If you use a general search engine to simply look for WigglyPaint, you’ll see your answer. Right at the top of the results are wigglypaint.com, wigglypaint.art, wigglypaint.org, wigglypaint.net,…
If you use a general search engine to simply look for WigglyPaint, you’ll see your answer. Right at the top of the results are wigglypaint.com, wigglypaint.art, wigglypaint.org, wigglypaint.net, wiggly-paint.com, and half a dozen more variations. Most offer WigglyPaint, front-and-center, usually an unmodified copy of v1.3, sometimes with some minor “premium features” glued onto the side or my bylines peeled off. If you dig around on these sites, you can read about all sorts of fantastic WigglyPaint features, some of which even actually do exist. Some sites claim to be made by “fans of WigglyPaint”, and some even claim to be made by me, with love. Many have a donation box to shake, asking users to kindly donate to help “the creators”. Perhaps if you sign up for a subscription you can unlock premium features like a different color-picker or a dedicated wiggly-art posting zone?
I have no doubt LLMs are involved in this these days and make the problem worse, but this problem extends back in time too. During the Wordle craze there were tons of people making variations on Wordle. Anyone who's game got at all popular would find search results covered in sites that either just iframe embed their game, or copied the game and took out the credits.
I always register a TLD for my games and I think that might be why my games have always managed to stay at the top of the results, but they are followed by loads of people embedding the game, look at the search results for xordle for example. Many other authors would share their game on github pages or replit or whatever and were not so lucky.
Yeah, I have a few domains that I keep around for these type of projects. If it doesn't go anywhere I just reuse it.
(it's never gone anywhere )
Interestingly enough, i had a kind of similar "problem" (not that i see it as a problem, just a bit unfortunate).
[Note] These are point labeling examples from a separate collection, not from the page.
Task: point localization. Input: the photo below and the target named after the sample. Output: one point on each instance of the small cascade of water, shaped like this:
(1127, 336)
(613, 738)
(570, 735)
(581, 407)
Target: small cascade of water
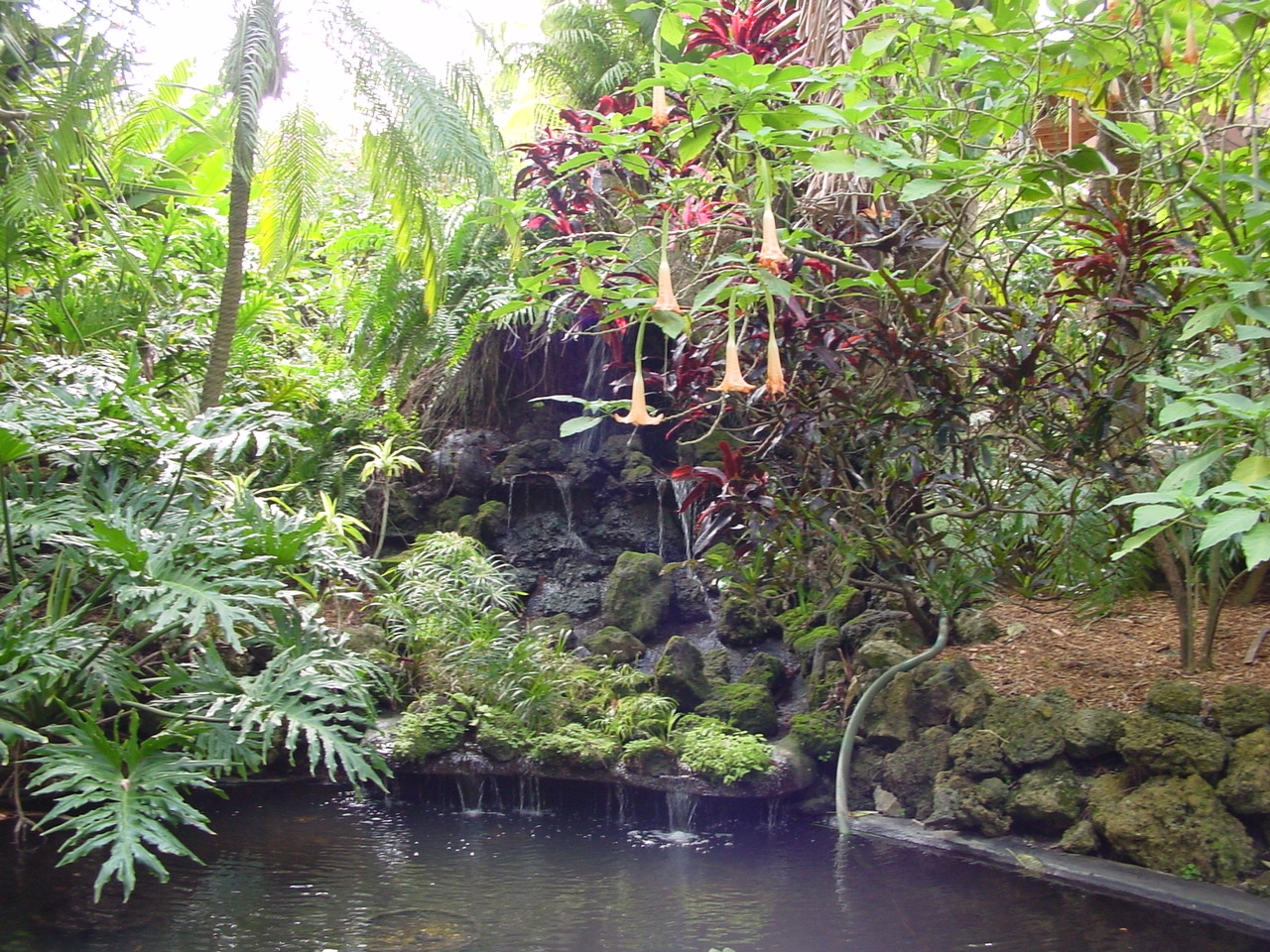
(529, 796)
(566, 486)
(681, 807)
(471, 792)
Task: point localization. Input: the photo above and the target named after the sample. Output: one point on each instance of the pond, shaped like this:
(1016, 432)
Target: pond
(314, 869)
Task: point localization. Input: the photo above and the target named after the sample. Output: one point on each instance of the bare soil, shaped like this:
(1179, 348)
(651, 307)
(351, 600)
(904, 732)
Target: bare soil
(1112, 658)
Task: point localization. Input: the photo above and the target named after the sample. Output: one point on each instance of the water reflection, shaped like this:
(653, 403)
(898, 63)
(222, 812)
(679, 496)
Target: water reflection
(314, 870)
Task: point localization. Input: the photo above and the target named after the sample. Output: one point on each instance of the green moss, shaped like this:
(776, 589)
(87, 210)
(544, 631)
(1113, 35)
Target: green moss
(720, 753)
(434, 725)
(574, 746)
(818, 734)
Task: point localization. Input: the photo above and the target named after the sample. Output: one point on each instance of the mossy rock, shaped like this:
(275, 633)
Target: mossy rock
(744, 706)
(976, 754)
(1246, 785)
(432, 725)
(911, 770)
(1242, 708)
(717, 665)
(485, 524)
(1030, 728)
(680, 674)
(444, 516)
(818, 734)
(1159, 744)
(1171, 824)
(651, 757)
(638, 594)
(576, 748)
(766, 671)
(1048, 800)
(502, 737)
(961, 803)
(1092, 731)
(1175, 697)
(615, 645)
(744, 621)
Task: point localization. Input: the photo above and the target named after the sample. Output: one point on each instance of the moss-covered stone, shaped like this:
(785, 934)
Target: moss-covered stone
(576, 748)
(1161, 744)
(744, 706)
(1175, 697)
(651, 757)
(766, 671)
(880, 654)
(1242, 708)
(1092, 731)
(746, 621)
(485, 522)
(978, 754)
(961, 803)
(911, 770)
(502, 737)
(432, 725)
(818, 734)
(1171, 824)
(638, 594)
(613, 645)
(680, 674)
(1047, 800)
(1246, 785)
(1030, 728)
(717, 665)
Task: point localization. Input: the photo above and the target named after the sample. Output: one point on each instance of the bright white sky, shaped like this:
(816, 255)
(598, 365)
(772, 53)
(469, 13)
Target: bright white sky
(434, 32)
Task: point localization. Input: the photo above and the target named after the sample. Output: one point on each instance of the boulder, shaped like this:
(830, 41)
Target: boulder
(1242, 708)
(744, 621)
(1171, 824)
(1159, 744)
(1246, 785)
(680, 673)
(747, 707)
(911, 770)
(976, 754)
(636, 595)
(1048, 800)
(1175, 697)
(615, 645)
(1092, 731)
(961, 803)
(1030, 728)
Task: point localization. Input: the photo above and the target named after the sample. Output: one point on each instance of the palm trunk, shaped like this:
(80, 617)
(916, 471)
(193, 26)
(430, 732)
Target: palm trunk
(231, 287)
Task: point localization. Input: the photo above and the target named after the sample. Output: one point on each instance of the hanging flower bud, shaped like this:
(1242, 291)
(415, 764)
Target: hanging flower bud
(639, 414)
(770, 254)
(1191, 55)
(661, 117)
(666, 299)
(775, 372)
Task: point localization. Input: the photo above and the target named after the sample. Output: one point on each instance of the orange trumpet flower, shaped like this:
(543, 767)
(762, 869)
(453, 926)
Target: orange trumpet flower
(661, 117)
(770, 254)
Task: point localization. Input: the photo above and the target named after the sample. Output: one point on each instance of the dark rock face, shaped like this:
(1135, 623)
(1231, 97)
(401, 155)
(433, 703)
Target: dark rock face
(1171, 824)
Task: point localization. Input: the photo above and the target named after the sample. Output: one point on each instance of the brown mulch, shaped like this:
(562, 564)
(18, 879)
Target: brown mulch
(1111, 658)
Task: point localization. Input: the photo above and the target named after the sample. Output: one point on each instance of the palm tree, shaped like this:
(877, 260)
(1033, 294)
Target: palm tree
(253, 70)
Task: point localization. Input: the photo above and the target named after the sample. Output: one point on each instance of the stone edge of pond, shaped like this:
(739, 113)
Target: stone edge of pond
(1220, 904)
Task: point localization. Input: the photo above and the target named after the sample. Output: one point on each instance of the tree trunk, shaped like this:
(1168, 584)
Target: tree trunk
(231, 287)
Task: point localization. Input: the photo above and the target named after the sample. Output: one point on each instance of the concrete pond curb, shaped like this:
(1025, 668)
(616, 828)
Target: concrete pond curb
(1220, 904)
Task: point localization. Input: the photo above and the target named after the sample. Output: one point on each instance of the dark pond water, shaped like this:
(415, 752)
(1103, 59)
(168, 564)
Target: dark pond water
(310, 869)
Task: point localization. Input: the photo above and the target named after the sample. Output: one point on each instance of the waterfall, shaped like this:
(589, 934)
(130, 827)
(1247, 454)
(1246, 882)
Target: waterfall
(681, 807)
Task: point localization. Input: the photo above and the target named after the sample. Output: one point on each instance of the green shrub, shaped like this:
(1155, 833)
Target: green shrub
(434, 725)
(720, 753)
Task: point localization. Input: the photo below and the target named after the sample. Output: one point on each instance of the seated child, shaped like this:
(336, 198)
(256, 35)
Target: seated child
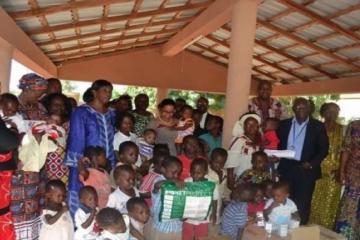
(114, 225)
(170, 169)
(194, 229)
(217, 174)
(185, 125)
(125, 179)
(56, 220)
(235, 213)
(280, 209)
(146, 144)
(92, 173)
(139, 214)
(147, 183)
(9, 112)
(259, 172)
(85, 215)
(258, 203)
(269, 137)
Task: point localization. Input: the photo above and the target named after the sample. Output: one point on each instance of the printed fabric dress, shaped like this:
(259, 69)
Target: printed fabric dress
(326, 197)
(87, 128)
(348, 220)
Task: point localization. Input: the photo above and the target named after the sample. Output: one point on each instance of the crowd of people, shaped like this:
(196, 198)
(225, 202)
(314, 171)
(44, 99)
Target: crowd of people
(95, 171)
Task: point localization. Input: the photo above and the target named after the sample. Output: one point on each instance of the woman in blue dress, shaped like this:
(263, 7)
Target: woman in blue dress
(91, 124)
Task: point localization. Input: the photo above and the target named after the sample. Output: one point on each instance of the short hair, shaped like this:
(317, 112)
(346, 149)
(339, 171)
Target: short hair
(87, 190)
(55, 184)
(123, 168)
(108, 217)
(126, 145)
(199, 162)
(171, 160)
(135, 201)
(282, 186)
(218, 152)
(93, 151)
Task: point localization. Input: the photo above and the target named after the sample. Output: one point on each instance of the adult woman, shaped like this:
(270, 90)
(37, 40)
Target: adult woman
(91, 124)
(141, 115)
(264, 105)
(164, 124)
(348, 221)
(326, 196)
(246, 141)
(58, 104)
(32, 86)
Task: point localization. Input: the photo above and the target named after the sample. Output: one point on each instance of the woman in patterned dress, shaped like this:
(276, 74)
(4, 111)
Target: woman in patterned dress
(326, 196)
(91, 124)
(348, 220)
(28, 187)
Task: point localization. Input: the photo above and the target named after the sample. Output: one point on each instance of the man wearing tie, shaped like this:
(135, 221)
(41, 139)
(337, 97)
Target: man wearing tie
(307, 137)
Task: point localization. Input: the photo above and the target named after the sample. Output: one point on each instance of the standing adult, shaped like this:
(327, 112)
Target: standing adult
(348, 221)
(327, 191)
(307, 137)
(264, 105)
(164, 125)
(141, 114)
(91, 124)
(245, 142)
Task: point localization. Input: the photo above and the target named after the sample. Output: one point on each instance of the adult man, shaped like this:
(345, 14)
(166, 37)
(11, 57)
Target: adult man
(307, 137)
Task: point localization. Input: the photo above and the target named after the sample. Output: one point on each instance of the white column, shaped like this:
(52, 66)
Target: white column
(6, 54)
(243, 26)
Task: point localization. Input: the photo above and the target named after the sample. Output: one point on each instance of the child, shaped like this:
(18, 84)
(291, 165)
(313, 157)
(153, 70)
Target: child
(259, 172)
(114, 225)
(85, 215)
(124, 123)
(213, 136)
(280, 209)
(194, 229)
(170, 168)
(269, 137)
(235, 214)
(217, 174)
(185, 126)
(148, 181)
(258, 203)
(146, 144)
(92, 173)
(9, 112)
(56, 219)
(139, 214)
(190, 148)
(125, 179)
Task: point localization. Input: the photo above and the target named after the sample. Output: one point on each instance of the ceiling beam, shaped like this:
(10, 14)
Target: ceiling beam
(21, 15)
(105, 20)
(315, 17)
(306, 43)
(111, 40)
(216, 15)
(112, 31)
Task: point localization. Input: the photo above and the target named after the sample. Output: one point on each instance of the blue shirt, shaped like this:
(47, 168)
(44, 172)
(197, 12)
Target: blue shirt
(296, 137)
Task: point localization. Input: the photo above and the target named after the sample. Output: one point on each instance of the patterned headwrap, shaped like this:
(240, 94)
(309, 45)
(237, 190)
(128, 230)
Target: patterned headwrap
(32, 81)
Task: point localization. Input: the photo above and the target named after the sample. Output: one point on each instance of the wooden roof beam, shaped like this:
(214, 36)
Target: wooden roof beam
(135, 15)
(306, 43)
(216, 15)
(315, 17)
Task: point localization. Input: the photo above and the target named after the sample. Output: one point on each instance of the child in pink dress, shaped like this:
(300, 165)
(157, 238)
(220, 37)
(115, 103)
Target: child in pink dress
(92, 173)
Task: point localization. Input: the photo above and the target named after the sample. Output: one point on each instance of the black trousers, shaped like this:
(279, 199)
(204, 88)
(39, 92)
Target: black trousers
(302, 184)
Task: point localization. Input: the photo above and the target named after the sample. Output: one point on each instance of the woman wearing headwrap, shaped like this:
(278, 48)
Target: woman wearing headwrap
(91, 124)
(32, 88)
(246, 141)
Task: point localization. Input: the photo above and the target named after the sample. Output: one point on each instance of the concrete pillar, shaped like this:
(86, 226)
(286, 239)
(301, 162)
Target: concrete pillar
(243, 26)
(6, 54)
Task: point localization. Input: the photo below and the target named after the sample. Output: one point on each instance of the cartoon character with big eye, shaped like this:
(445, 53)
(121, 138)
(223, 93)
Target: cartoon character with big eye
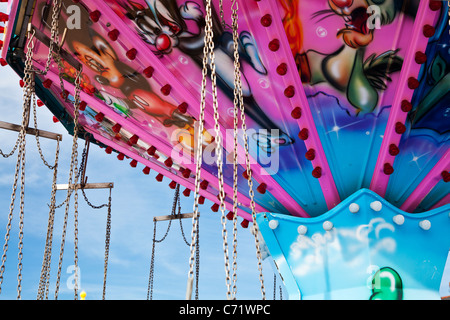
(347, 69)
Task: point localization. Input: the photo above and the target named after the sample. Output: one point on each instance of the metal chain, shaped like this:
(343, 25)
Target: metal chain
(238, 76)
(218, 140)
(38, 143)
(198, 155)
(176, 208)
(45, 271)
(107, 243)
(73, 171)
(28, 91)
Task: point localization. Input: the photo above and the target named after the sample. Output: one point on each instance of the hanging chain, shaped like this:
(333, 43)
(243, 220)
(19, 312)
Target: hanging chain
(45, 271)
(54, 36)
(219, 153)
(28, 91)
(198, 155)
(238, 77)
(73, 171)
(107, 243)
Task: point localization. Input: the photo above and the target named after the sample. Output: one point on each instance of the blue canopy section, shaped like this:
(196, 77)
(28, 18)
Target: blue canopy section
(365, 248)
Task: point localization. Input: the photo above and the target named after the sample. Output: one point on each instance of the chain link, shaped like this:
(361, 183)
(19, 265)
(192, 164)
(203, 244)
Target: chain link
(219, 148)
(107, 243)
(28, 91)
(45, 270)
(198, 155)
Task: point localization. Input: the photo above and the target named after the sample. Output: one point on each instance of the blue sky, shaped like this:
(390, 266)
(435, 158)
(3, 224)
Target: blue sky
(136, 199)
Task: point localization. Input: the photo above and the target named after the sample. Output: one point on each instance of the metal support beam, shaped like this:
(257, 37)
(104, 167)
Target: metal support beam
(40, 133)
(174, 216)
(106, 185)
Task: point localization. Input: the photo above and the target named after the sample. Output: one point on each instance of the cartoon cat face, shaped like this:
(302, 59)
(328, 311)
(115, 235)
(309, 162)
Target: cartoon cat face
(156, 24)
(356, 14)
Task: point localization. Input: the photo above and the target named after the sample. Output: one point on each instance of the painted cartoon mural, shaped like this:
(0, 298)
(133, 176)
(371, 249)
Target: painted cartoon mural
(168, 24)
(347, 115)
(348, 69)
(119, 84)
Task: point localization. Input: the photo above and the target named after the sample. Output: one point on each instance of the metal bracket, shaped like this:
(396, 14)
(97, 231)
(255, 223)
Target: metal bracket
(40, 133)
(106, 185)
(174, 216)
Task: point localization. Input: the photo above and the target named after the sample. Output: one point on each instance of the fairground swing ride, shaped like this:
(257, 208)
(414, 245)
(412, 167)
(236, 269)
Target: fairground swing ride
(324, 124)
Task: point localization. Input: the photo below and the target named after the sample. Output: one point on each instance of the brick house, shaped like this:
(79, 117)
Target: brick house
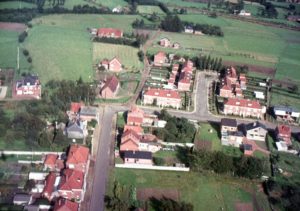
(284, 134)
(135, 116)
(176, 45)
(165, 42)
(162, 98)
(50, 162)
(256, 131)
(65, 205)
(130, 141)
(138, 157)
(286, 113)
(110, 88)
(113, 65)
(244, 108)
(28, 86)
(78, 158)
(110, 33)
(72, 185)
(49, 186)
(160, 58)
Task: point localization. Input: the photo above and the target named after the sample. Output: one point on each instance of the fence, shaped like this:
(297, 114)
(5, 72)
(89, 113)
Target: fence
(147, 167)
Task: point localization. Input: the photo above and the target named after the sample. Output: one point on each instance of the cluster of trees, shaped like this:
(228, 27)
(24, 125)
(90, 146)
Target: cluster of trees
(135, 3)
(176, 129)
(22, 36)
(135, 41)
(172, 23)
(206, 29)
(204, 62)
(221, 163)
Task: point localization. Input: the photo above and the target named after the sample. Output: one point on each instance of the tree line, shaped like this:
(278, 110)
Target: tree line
(134, 40)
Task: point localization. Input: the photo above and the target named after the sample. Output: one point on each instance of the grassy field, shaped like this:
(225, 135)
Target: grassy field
(126, 54)
(203, 191)
(59, 45)
(69, 4)
(149, 9)
(16, 5)
(245, 43)
(181, 3)
(9, 52)
(208, 132)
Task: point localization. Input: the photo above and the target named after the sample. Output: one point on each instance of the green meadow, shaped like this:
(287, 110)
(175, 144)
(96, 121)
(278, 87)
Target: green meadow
(203, 191)
(59, 45)
(242, 42)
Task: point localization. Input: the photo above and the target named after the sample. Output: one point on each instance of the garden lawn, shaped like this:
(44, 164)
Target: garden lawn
(204, 134)
(202, 191)
(149, 9)
(126, 54)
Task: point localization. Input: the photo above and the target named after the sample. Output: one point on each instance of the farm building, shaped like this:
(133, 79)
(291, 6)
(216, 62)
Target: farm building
(110, 33)
(110, 88)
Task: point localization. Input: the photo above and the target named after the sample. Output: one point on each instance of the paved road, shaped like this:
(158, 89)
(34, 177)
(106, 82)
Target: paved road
(102, 161)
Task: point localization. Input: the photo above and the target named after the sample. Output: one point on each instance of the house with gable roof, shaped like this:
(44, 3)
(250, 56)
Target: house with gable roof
(110, 88)
(78, 158)
(65, 205)
(110, 33)
(72, 185)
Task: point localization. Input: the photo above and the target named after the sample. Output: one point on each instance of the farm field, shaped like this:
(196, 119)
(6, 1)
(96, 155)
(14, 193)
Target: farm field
(52, 32)
(149, 9)
(180, 3)
(9, 52)
(16, 5)
(201, 190)
(126, 54)
(269, 47)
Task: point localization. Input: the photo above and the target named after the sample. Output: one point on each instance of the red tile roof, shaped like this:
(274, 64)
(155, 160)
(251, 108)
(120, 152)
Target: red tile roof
(137, 129)
(108, 32)
(65, 205)
(284, 129)
(75, 107)
(112, 83)
(78, 154)
(243, 103)
(49, 184)
(163, 93)
(50, 159)
(71, 179)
About ~16 years ago i wrote a scripting language i called LIL[0] (which, like the author, i also hooked up in a HyperCard-like program[1][2]), meaning Little Interpreted Language, but whenever i search for it on Google or DDG, my site never shows up - instead, both show a GitHub repository[3] that someone made and hasn't been updated in 15 years (and has outdated links) and sometimes the Tcl wiki page about it[4] (which at least points to the correct homepage) or even Rosetta code[5] since sometime added LIL to it some time ago.
Amusingly DDG's AI summary does describe my LIL but it links to the outdated GitHub repo and the Tcl wiki page. Then if you click the "More" button it describes Beyond Loom's Lil. The "Explore more" links however do a mix of both (one even mixes both languages in the same response :-P).
[0] http://runtimeterror.com/tech/lil/
[1] https://www.youtube.com/watch?v=_8CYosAIIJw
[2] https://www.youtube.com/watch?v=rshZHDDruAE
[3] https://github.com/wsxiaoys/lil
Full support to the author, I hope they'll be able to keep making things that are interesting and outside the box like Decker and WigglyPaint. I hope they'll find solace in keeping at creative things.
I also wish LLM copies were not crowding out actual artists.